The flickering gleam of the lantern revealed no more than half the face of the man in irons, a face bizarrely streaked with mud. The men who had brought him handed him over to two of Stres’s men, who took hold of him, as the first ones had, by the armpits. The shackled man offered no resistance.

“To the dungeon,” Stres said shortly. “What about you, what do you mean to do now?” he added, addressing the man in uniform, who seemed to be the commander of the small detachment.

“We’re going back at once,” he replied.

Stres stood there until the carriage shook into motion, then turned towards the building. At the very last moment he paused on the threshold. He sensed the presence of people in the half-darkness. In the distance he heard the footsteps of a man running towards them.

“What are you all waiting for, good people?” Stres asked quietly. “Why don’t you go home and go to bed? We have to stay up, it’s part of our job, but why should you stand around here?”

No answer came from the shadows. The light of the
lantern flickered briefly as if terrified by those waxy twisted faces, then abandoned them to the darkness.

“Good night,” said Stres, entering the building and, lantern in hand, following his deputy down the staircase that led to the dungeon. The smell of mould choked him. He felt suddenly uneasy.

His aide pushed open the iron door of the dungeon and stood aside to let his chief pass. The prisoner was slumped on a pile of straw. Sensing a presence, he looked up. Stres could just make out his features in the gleam of the lantern. He seemed handsome, even marked as he was by the mud and the blows he had suffered. Stres’s eyes were drawn involuntarily to the man’s lips, and those human lips – cracked in the corners by fever, yet strangely alien to those shackles, those guards, those orders – suggested to Stres more than any other detail that he had before him the man who had made love to Doruntine.

“Who are you?” asked Stres icily.

The prisoner looked up. His expression, like his lips, seemed foreign to the setting. Seducer’s eyes, Stres said to himself.

“I am a traveller, officer,” the man answered. “An itinerant seller of icons. They arrested me. Why, I don’t know. I am very sick. I shall lodge a complaint.”

He spoke a laboured but correct Albanian. If he really was a seller of icons, he had apparently learned the language for his trade.

“Why did they arrest you?”

“Because of some woman I don’t even know, whom I’ve never seen.
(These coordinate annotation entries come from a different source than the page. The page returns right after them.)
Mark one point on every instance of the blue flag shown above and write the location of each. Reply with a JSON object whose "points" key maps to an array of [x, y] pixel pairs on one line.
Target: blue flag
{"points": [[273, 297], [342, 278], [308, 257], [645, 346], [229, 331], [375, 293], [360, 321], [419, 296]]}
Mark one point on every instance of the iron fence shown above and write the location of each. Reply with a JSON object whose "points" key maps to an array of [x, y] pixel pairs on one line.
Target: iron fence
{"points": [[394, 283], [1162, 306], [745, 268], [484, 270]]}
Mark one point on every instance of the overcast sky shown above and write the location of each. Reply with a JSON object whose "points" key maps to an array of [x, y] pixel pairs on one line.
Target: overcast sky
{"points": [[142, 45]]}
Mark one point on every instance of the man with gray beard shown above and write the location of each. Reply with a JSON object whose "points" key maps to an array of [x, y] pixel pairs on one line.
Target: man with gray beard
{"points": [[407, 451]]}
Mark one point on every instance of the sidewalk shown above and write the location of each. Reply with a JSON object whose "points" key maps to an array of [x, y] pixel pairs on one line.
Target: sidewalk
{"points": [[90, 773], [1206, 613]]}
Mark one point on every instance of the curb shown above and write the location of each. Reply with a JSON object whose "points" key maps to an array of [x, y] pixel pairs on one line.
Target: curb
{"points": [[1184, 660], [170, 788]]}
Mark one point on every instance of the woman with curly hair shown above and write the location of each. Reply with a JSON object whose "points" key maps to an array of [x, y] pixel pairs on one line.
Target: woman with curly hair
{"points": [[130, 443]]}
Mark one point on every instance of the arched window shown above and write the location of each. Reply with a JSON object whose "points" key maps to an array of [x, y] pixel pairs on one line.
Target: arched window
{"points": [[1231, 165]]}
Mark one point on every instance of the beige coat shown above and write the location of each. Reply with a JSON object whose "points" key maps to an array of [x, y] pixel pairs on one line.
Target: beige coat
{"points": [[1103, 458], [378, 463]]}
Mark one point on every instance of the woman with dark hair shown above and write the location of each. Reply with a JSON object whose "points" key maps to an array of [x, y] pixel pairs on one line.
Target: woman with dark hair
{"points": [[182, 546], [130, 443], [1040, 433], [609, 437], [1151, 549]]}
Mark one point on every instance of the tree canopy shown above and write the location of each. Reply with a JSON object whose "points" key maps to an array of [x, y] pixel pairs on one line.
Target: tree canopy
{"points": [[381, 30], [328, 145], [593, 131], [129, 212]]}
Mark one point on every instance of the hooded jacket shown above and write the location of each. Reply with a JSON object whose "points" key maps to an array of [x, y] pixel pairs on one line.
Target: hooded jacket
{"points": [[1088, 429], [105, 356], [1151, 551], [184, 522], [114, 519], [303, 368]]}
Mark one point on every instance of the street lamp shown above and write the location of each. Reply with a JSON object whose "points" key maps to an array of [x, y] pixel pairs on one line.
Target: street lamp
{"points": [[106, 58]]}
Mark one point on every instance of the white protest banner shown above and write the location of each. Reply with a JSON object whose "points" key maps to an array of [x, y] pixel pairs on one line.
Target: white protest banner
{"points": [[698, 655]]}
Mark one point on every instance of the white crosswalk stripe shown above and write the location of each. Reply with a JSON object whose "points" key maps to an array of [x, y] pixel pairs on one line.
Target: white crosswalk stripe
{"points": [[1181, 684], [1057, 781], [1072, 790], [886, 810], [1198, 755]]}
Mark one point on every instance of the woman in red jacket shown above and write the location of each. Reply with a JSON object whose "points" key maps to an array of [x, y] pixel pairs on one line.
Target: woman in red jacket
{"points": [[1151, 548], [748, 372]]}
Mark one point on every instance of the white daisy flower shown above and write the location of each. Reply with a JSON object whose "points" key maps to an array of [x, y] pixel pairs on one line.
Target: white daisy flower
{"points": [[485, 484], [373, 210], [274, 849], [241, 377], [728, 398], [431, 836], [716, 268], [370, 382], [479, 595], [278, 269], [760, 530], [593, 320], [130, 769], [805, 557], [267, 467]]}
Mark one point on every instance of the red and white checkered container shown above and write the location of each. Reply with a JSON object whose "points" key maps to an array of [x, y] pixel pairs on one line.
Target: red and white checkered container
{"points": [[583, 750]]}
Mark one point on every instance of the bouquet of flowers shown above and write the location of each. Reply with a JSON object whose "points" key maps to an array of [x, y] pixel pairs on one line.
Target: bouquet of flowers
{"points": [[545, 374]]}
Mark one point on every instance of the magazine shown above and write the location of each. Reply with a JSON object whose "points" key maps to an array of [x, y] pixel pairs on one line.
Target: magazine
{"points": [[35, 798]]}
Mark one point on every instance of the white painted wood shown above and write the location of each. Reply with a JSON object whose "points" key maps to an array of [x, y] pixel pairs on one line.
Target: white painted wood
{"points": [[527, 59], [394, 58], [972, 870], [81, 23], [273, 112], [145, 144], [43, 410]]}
Someone called Doruntine. They told me
I made a long journey on horseback, with her behind me, and all sorts of other rubbish.”

“Did you really travel with a woman? More precisely, did you bring a woman here from far away?” Stres asked.

“No, sir, I did not. I have travelled with no woman at all, at least not in several years.”

“About a month ago,” said Stres.

“No. Absolutely not!”

“Think about it,” said Stres.

“I don’t have to think about it,” said the shackled man in a booming voice. “I am sorry to see, sir, that you too apparently subscribe to this crazy idea. I am an honest man. I was arrested while lying on the roadside in agony. It’s inhuman! To suffer like a dog and wake up in chains instead of finding help or care. It is truly insane!”

“I am no madman,” said Stres, “as I think you will have occasion to find out.”

“But what you’re doing is pure madness,” the man in shackles replied in the same stentorian voice. “At least accuse me of something plausible. Say that I stole something or killed someone. But don’t come and tell me, You travelled on horseback with a woman. As if that was a crime! I would have done better to admit it from the outset, then you would all have been satisfied: yes, I travelled on horseback with a woman. And what of it? What’s wrong with that? But I am an honest man, and if I did not say it, it is because I am not in the habit of lying. I intend to lodge a complaint about this wherever I can. I’ll go to your prince himself. Higher still if need be, to Constantinople!”